Cloud Computing –unit - 3
1. Data in the Cloud
Cloud platforms provide storage and management of data without the need for on-premise
infrastructure. Data can be structured, semi-structured, or unstructured.
1.1 Relational Databases in the Cloud
Relational databases store data in tables (rows and columns), with relationships defined
between tables. SQL is used to query relational databases.
Cloud Examples:
- Amazon RDS
- Google Cloud SQL
- Microsoft Azure SQL Database
Features:
- Automatic backups
- Multi-zone replication
- Automatic failover
- Horizontal and vertical scaling
2. Cloud File Systems
Traditional file systems can't scale to handle petabytes of data efficiently.

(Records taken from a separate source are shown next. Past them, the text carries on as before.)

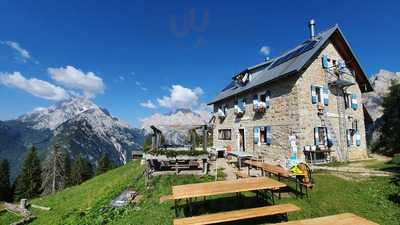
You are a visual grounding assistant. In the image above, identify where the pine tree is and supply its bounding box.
[379,84,400,155]
[63,151,72,187]
[71,154,93,185]
[42,145,66,195]
[96,153,112,175]
[15,146,42,199]
[0,159,11,201]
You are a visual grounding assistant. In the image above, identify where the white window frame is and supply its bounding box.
[314,85,324,104]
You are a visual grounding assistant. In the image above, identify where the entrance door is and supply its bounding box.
[239,129,246,151]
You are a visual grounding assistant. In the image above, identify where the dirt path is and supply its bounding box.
[313,154,396,179]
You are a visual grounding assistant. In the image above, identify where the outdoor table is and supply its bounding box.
[172,177,286,214]
[227,151,253,170]
[276,213,378,225]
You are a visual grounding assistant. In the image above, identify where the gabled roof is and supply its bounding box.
[208,25,373,105]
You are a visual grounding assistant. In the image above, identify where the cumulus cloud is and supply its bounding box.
[0,72,69,101]
[157,85,203,109]
[140,100,157,109]
[47,66,105,97]
[135,81,147,91]
[0,41,39,64]
[260,46,271,56]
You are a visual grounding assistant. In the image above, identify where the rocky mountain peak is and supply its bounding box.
[17,97,99,130]
[363,69,400,120]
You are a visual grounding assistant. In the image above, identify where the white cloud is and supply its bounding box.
[0,41,39,64]
[157,85,203,109]
[260,46,271,56]
[140,100,157,109]
[0,72,69,101]
[135,81,147,91]
[47,66,105,97]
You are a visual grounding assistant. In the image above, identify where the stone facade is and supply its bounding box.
[213,39,367,166]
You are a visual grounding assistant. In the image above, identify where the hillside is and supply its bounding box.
[0,97,145,178]
[0,162,400,225]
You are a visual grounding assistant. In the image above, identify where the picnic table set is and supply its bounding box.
[162,151,377,225]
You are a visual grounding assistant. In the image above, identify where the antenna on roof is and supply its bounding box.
[308,19,316,40]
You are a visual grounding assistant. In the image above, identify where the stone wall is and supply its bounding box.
[213,75,299,165]
[297,40,367,160]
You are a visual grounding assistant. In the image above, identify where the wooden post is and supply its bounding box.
[203,159,208,175]
[19,198,28,209]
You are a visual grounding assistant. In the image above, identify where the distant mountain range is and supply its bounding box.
[363,70,400,141]
[0,98,145,177]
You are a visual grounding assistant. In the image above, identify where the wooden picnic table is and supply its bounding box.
[172,177,286,213]
[226,151,253,169]
[276,213,378,225]
[244,160,290,178]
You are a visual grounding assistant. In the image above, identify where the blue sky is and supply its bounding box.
[0,0,400,126]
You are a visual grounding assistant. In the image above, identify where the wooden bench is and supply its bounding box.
[276,213,378,225]
[245,160,314,197]
[174,204,300,225]
[160,195,174,203]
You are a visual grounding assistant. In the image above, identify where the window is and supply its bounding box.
[343,93,351,109]
[351,120,358,130]
[314,127,328,146]
[260,93,267,102]
[346,120,361,147]
[311,85,329,106]
[218,129,231,140]
[315,86,322,103]
[253,126,272,145]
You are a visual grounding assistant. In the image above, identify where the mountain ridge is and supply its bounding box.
[0,98,145,177]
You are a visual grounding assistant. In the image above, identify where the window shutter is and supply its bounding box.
[314,127,319,146]
[338,60,346,71]
[323,86,329,106]
[265,126,272,145]
[253,127,260,144]
[356,131,361,146]
[322,55,330,69]
[346,130,351,147]
[253,95,258,110]
[325,127,334,147]
[351,94,358,110]
[265,91,271,108]
[311,85,317,104]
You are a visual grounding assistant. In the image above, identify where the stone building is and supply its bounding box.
[209,21,372,166]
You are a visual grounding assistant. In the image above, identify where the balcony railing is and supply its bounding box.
[216,109,225,119]
[234,105,245,116]
[253,100,267,113]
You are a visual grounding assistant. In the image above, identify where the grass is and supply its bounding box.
[0,211,21,224]
[0,162,400,225]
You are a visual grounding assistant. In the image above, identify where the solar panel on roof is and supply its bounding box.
[222,81,235,91]
[269,40,317,70]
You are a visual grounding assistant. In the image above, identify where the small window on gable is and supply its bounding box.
[343,93,351,109]
[218,129,231,140]
[260,93,267,102]
[315,86,322,103]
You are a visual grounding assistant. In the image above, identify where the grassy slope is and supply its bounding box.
[0,211,21,224]
[0,160,400,225]
[32,163,142,224]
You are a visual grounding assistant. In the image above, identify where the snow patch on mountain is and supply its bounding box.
[17,98,99,130]
[363,69,400,121]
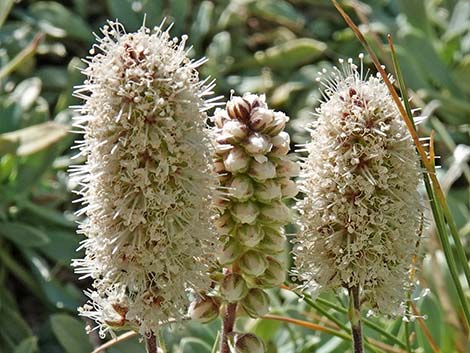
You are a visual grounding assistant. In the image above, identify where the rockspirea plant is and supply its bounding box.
[201,94,299,353]
[294,55,422,352]
[72,22,216,342]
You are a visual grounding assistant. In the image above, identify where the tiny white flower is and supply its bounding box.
[294,55,422,314]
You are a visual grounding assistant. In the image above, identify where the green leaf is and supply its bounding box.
[39,228,82,266]
[0,306,33,343]
[0,121,69,156]
[400,29,462,98]
[29,1,93,43]
[106,0,164,32]
[106,337,145,353]
[249,0,306,28]
[417,294,444,352]
[0,222,50,247]
[13,336,38,353]
[170,0,192,34]
[443,0,470,40]
[50,314,93,353]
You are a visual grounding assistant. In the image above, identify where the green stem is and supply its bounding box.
[293,291,382,352]
[145,332,158,353]
[220,303,237,353]
[348,285,364,353]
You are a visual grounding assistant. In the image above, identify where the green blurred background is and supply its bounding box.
[0,0,470,353]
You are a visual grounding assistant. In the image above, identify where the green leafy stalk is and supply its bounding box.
[0,33,44,80]
[348,286,364,353]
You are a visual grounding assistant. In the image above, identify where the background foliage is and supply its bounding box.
[0,0,470,353]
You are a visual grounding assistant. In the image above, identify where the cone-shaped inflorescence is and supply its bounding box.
[72,22,217,335]
[202,94,299,350]
[294,55,422,314]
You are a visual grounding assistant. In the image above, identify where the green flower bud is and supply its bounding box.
[255,180,280,203]
[213,108,230,128]
[222,120,249,143]
[279,178,299,198]
[248,160,276,183]
[189,296,220,324]
[227,97,251,122]
[269,131,290,157]
[276,158,300,178]
[218,238,241,265]
[238,225,264,248]
[256,256,286,288]
[224,147,251,173]
[238,250,268,277]
[243,132,272,155]
[220,273,248,303]
[230,175,254,202]
[234,333,266,353]
[241,288,269,318]
[214,212,233,235]
[256,227,286,254]
[231,201,259,224]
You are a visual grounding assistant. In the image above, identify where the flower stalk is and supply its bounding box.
[70,22,220,338]
[348,286,364,353]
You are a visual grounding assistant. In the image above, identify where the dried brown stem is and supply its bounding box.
[220,303,237,353]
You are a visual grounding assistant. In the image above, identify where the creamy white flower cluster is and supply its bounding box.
[213,94,299,317]
[71,22,217,335]
[294,56,421,314]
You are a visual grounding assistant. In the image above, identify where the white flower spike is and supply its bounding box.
[71,22,220,336]
[294,55,422,314]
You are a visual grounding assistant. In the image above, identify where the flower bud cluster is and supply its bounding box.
[213,94,299,317]
[294,56,422,314]
[71,22,216,335]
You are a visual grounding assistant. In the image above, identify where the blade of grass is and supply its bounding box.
[0,33,44,80]
[332,0,470,325]
[0,0,15,28]
[411,303,441,353]
[261,314,404,353]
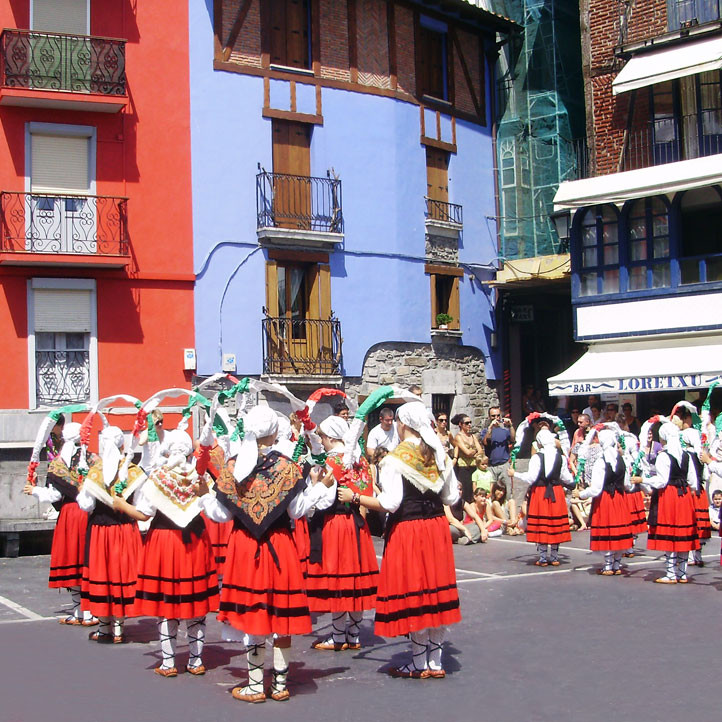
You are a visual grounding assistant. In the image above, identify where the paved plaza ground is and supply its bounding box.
[0,532,722,722]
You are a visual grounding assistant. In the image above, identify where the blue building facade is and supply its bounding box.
[190,0,515,420]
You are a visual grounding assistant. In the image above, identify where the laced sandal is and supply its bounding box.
[231,687,266,704]
[153,667,178,677]
[58,614,82,627]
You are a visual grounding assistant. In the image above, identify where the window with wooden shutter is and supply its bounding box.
[264,0,311,69]
[32,0,90,35]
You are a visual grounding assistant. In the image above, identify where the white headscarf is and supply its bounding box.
[597,429,619,467]
[163,429,193,469]
[396,401,448,471]
[682,429,702,456]
[60,421,80,468]
[659,421,682,464]
[100,426,125,487]
[233,406,278,481]
[318,416,349,440]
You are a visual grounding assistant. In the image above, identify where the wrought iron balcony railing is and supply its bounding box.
[35,350,90,405]
[574,108,722,178]
[0,191,129,256]
[425,197,464,226]
[256,169,343,233]
[261,316,342,375]
[0,29,126,96]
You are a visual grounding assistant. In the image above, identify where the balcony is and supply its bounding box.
[261,316,342,377]
[256,169,343,247]
[0,191,130,268]
[572,108,722,179]
[424,197,464,239]
[0,29,128,113]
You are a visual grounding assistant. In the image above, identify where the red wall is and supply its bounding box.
[0,0,194,409]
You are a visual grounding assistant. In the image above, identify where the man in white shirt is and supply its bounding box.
[366,407,399,459]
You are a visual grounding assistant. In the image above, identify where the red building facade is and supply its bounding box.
[0,0,195,446]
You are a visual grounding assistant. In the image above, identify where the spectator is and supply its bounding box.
[709,489,722,531]
[622,401,642,436]
[333,401,348,421]
[481,406,516,498]
[366,406,399,460]
[487,482,524,536]
[444,484,489,544]
[451,414,484,503]
[471,456,494,498]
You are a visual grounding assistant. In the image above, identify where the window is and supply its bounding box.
[579,206,620,296]
[263,0,311,70]
[25,123,97,253]
[667,0,720,30]
[28,278,98,408]
[627,197,671,291]
[264,250,340,374]
[425,264,464,331]
[417,15,452,102]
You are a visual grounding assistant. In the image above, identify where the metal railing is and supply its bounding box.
[0,30,126,96]
[574,108,722,178]
[424,196,464,226]
[261,316,342,375]
[0,191,129,256]
[35,351,90,404]
[256,169,343,233]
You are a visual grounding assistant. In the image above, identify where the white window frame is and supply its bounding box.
[30,0,90,35]
[27,278,98,410]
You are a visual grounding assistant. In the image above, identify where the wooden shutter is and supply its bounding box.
[32,0,90,35]
[33,288,92,333]
[30,133,90,193]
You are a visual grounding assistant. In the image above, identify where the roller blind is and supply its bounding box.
[33,0,88,35]
[30,133,90,193]
[34,288,91,333]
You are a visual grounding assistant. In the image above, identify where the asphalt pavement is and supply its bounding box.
[0,532,722,722]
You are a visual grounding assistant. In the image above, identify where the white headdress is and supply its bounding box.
[396,401,448,471]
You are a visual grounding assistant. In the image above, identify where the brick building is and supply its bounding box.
[549,0,722,416]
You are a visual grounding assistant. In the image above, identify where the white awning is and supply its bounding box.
[612,37,722,95]
[547,336,722,396]
[554,155,722,211]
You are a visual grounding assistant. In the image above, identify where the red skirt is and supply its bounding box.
[374,516,461,637]
[218,527,311,637]
[80,523,142,617]
[624,491,647,534]
[306,514,379,612]
[647,486,699,552]
[692,489,712,539]
[134,529,218,619]
[48,501,88,589]
[202,514,233,577]
[526,484,572,544]
[293,516,311,578]
[589,491,634,552]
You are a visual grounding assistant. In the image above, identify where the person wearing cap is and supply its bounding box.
[78,426,146,644]
[645,421,699,584]
[338,401,461,679]
[306,416,379,652]
[113,429,218,677]
[23,417,98,627]
[196,406,332,703]
[508,424,574,567]
[579,429,634,576]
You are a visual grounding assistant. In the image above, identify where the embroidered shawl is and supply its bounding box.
[379,441,453,494]
[326,454,373,496]
[83,460,147,509]
[216,451,306,539]
[143,466,201,529]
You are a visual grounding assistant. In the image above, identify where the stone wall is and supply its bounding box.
[344,337,499,429]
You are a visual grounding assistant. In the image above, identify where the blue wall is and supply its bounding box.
[190,0,497,378]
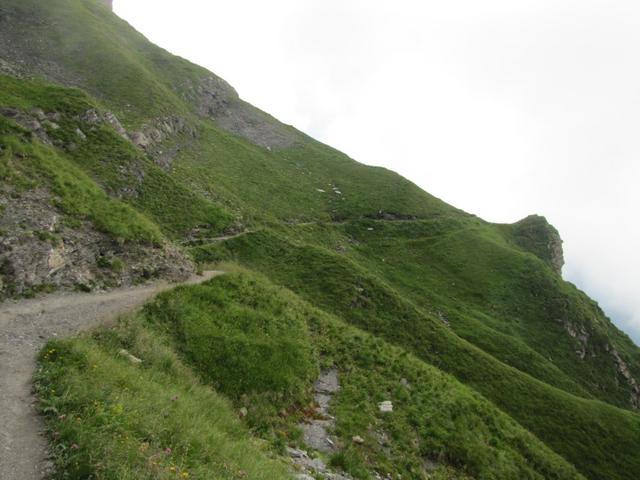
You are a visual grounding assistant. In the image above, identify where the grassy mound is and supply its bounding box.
[36,316,289,480]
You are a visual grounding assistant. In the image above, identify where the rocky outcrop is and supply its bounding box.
[0,187,194,298]
[185,76,300,150]
[511,215,564,274]
[605,345,640,409]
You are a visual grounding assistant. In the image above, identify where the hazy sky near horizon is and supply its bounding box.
[114,0,640,343]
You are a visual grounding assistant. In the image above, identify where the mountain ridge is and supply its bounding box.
[0,0,640,479]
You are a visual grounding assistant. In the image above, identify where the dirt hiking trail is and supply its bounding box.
[0,271,224,480]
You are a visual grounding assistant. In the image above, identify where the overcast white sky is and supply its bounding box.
[114,0,640,343]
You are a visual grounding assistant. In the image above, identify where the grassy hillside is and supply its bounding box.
[209,228,640,479]
[33,272,582,479]
[0,0,640,480]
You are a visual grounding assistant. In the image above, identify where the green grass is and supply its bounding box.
[0,120,162,243]
[5,0,640,480]
[214,226,640,480]
[36,316,289,480]
[37,270,582,480]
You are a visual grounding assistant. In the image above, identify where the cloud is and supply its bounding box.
[115,0,640,342]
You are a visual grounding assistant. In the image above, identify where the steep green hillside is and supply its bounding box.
[33,273,583,480]
[0,0,640,480]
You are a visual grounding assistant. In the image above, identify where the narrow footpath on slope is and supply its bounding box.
[0,271,224,480]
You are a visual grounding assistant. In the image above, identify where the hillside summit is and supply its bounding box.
[0,0,640,480]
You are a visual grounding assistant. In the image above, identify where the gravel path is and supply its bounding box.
[0,272,223,480]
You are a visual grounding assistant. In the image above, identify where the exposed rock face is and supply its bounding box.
[0,188,193,298]
[188,76,300,150]
[605,345,640,409]
[513,215,564,274]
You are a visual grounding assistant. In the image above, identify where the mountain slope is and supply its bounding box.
[0,0,640,479]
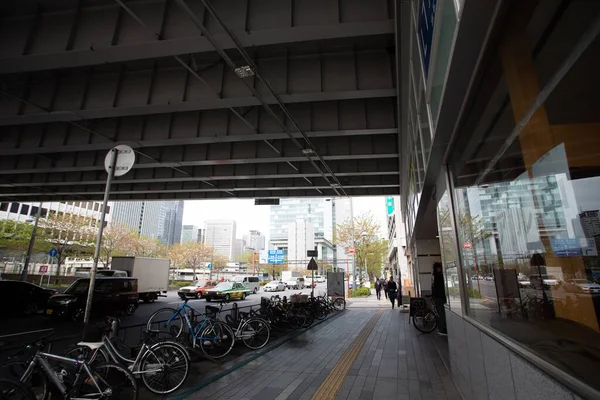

Cloud computing uses
distributed file systems to manage large data sets across clusters.
2.1 Google File System (GFS)
Proprietary system by Google, designed for huge data across commodity hardware.
Architecture:
- Master Node: metadata and chunk locations
- Chunk Servers: store data blocks (chunks)
- Default chunk size: 64 MB, replicated 3 times
Advantages:
- Fault-tolerant
- Scalable
- Optimized for large, sequential files
2.2 Hadoop Distributed File System (HDFS)
Inspired by GFS, open-source, used in big data.
Architecture:
- NameNode (Master): manages metadata
- DataNodes: store actual blocks
Characteristics:
- Block size: 128 MB (default)
- Fault-tolerance via replication (3 copies)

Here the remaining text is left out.